My philosophy focuses on a student centered classroom. For a student centered classroom to work, it is important to have student accountability and an engaging lesson plan. Sometimes the students can get a little off track and need a reminder of why they are in my classroom. Instead of pointing out the faults of the student to get them back on task, there are much more positive ways to handle situations like loss of focus. As chapter 9 points out, "the goal here is not to blame or shame students, but to engage support to maintain or re-engage responsible involvement in instruction and learning" (Villa, Thousand, Nevin 2010. pg 178). It is much better to have the student realize they are not on task, have them come to the conclusion that what they are doing is not the best use of their time, and recover on their own rather than drawing too much attention to the student.

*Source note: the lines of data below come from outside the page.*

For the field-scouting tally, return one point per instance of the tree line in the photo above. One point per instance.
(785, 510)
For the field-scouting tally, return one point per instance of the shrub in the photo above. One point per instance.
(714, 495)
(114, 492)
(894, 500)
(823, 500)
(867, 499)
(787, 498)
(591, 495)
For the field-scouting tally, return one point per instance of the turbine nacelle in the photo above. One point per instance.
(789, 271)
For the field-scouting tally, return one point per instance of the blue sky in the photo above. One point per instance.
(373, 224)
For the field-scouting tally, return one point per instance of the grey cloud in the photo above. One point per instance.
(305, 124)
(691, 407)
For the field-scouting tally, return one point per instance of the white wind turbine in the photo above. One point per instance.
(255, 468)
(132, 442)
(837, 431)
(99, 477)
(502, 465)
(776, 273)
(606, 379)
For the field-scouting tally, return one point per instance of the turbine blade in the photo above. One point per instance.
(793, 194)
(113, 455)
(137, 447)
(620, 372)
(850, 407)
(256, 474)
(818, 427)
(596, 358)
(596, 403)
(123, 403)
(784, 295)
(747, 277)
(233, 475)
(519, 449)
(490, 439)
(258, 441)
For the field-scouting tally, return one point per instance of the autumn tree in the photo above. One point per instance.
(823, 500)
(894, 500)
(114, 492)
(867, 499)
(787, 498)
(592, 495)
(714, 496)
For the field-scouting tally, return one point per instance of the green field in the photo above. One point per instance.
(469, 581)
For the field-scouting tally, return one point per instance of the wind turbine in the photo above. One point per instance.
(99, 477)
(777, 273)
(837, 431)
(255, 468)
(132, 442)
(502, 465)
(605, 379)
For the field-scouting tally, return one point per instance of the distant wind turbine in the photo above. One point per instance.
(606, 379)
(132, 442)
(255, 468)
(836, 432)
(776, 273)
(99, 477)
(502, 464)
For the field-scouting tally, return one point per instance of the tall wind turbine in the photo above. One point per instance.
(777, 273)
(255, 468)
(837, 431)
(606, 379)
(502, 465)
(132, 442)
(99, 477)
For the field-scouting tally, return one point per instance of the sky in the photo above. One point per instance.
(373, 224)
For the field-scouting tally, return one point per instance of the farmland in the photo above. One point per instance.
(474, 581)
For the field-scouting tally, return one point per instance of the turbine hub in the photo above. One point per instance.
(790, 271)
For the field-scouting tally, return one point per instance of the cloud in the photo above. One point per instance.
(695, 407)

- Eye contact - sometimes all it takes to get a student back on task is "the teacher's look" (Villa, Thousand, Nevin 2010 pg 178)
- Proximity - one of the most effective reminders is just being by the student. I find if you are near the student, they will quickly get back on task. (Villa, Thousand, Nevin 2010 pg 178).
- Hand Signals - A quick point to the displayed rules (Villa, Thousand, Nevin 2010 pg 178).
- Review the rules - Sometimes it might take a class discussion to remind the students what is expected of them (Villa, Thousand, Nevin 2010 pg 178).
- Redirection - I quick ring of a bell or another signal which takes focus off the what task the students are doing and redirects it onto the teacher.
Villa, R.A. Thousand, J.S. & Nevin, A.I. (2010). Chapter 9: Students as Collaborators in Responsibility, Collaborating with Students in Instruction and Decision Making, Thousand Oaks, CA: Corwin Press, p. 171-188.